ABSTRACT

In March 2003, President George W. Bush and his closest advisors elected to go to war to remove Saddam Hussein and his “regime” from power. The war was unnecessary and the execution of postconfl ict operations demonstrated a remarkable level of incompetence. Saddam Hussein was a threat to the security of the United States and other states in the region; however, he was not the threat the Bush Administration made him into, and there was nothing he possessed that could not be destroyed from the air. 3 Militarily, Saddam Hussein, while a threat, was contained. Charles Duelfer, who interviewed Saddam Hussein after his capture, wrote:

The problem posed by the Saddam regime was not diminishing.
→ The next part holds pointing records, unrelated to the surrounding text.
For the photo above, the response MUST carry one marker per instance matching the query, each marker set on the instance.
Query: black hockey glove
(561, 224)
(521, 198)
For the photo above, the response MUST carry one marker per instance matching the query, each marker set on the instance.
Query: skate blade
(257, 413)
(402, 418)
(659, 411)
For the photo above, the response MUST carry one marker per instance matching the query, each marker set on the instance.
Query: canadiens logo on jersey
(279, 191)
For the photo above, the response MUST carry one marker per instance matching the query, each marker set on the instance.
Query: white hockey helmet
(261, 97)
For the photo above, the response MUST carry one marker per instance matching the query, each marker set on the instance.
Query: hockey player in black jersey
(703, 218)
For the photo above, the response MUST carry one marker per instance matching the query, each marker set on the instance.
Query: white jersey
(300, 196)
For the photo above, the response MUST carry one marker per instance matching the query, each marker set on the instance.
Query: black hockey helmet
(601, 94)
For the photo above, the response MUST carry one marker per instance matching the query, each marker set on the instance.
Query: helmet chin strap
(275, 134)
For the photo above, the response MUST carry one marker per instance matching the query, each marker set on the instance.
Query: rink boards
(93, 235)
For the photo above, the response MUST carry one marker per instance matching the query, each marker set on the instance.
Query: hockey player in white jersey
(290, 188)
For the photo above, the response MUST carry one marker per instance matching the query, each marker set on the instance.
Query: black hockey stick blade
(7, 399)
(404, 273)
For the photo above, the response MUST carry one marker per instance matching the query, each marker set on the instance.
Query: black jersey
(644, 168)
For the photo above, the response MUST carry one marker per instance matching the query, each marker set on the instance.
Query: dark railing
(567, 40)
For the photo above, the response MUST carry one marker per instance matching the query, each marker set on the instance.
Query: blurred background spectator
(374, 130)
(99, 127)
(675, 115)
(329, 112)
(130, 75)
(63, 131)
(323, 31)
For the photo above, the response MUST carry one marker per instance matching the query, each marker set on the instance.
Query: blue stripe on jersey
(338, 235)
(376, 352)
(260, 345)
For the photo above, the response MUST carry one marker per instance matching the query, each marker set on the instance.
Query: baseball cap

We now know he retained his aspiration for WMD. Saddam told us after the war that he would “do whatever is necessary” to respond to comparable threats from his neighbors such as Iran and Israel. However, even without WMD, Saddam could have caused major problems. 4

Aspirations do not generate combat power, and Saddam Hussein, while a problem, had no WMDs and could have been managed without recourse to war. However, Saddam Hussein was not contained economically. UN sanctions and the Oil-for-Food

program were not working. Charles Duelfer, Deputy Chairman of the UN Weapons Inspection Organization, wrote:

But by 2001, it was becoming obvious that the sanctions path was leading to nowhere. Saddam was successfully manipulating people and governments in 1999-2002-when the price of oil averaged well under $30 a barrel. . . . Saddam channeled that illicit income into rebuilding his security services, regime structure, and weapons programs, including prohibited ballistic missiles. 5

In the development of their strategy and plans, Bush and his advisors made a number of assumptions, which proved to be wrong. They believed the war would be short and easy, and that the military power of the United States was so overwhelming they could dictate the course of the war. They believed that unilaterally they could change the course of the history of a foreign state and culture, and, indeed, the entire Middle East region. They believed the war would pay for itself, with the oil wealth of the invaded state. They believed the Iraqi people would be grateful and greet them as liberators. They did not think it was necessary to understand the peoples whose lands they were invading, the dynamic of their social and political systems, or the condition of the infrastructure of the country. Nor did they seek to understand the nature of war against Muslims in the Middle East. They thought primarily of men and machines, technology and logistics, space and time, and their own plans. The war, however, was a chameleon. And by trying to impose their will upon Saddam Hussein’s government, with too little attention to the people, the culture, the region, or the degraded state of Iraq, Bush and his senior-most advisors totally failed to see what they were looking at. They misjudged the situation, and the cost of the war. They missed and destroyed numerous opportunities to share the burden of the war with other states to preclude the insurgency war. The Bush Administration, like the Johnson Administration, placed too much faith in military solutions based on advanced technologies, and by doing so, it grossly misread the situation in Iraq.